Schmid: Tell me about some of the lessons that you took from observing other recreational cannabis rollouts or your experience in Colorado. How did that inform your ability to kind of get a growing operation up and running and meet the demands here?
Sheffield: In Colorado we did see pretty significant price compression knowing that we would see that in Missouri too. A big part of my job is keeping our production price in check and making sure that we remain profitable. Going back to the difficulty of growing, it’s very easy to spend $1,000 and grow a good pound; it’s much more difficult to grow a good pound with $300.
Schmid: Missouri being a younger market, what do you see in this industry? How might this market develop as it becomes more mature?
Sheffield: (Consumers in Missouri) still shop on THC percentages, so I think shifting away from only THC percentage. That’s the first and biggest marker of a maturing industry that I see.

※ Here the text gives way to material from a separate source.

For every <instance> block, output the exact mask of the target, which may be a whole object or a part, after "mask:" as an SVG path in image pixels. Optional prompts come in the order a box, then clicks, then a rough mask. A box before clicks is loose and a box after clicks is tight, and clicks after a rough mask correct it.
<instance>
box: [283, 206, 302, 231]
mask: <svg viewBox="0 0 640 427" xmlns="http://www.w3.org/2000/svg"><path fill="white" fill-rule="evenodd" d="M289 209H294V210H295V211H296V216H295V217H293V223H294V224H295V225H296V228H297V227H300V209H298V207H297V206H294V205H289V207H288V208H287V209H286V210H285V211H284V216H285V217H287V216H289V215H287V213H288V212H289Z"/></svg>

THC isolate hit the market in a handful of markets, and it was a blur. It was there and it was gone, because I think very quickly consumers realized that ingesting 99% THC didn’t give you the same experience as ingesting 20% THC plant material with other compounds.
Schmid: Interesting, sometimes the highest concentration of something is not the most enjoyable.
Sheffield: I mean I love vanilla ice cream but not vanilla extract.
I personally know a handful of dedicated medical users that don’t look at THC percentage, they don’t look at the name of the strain. What they want to see is the dominant terpenes, and they associate that with the relief they’re looking for.
Sheffield: A terpene. It's an aromatic chain, and it's responsible for the smell and the flavor, and there's a direct correlation of user experience. Consumers are getting much more educated on (these) levels, which is what a lot of more mature markets are looking at too.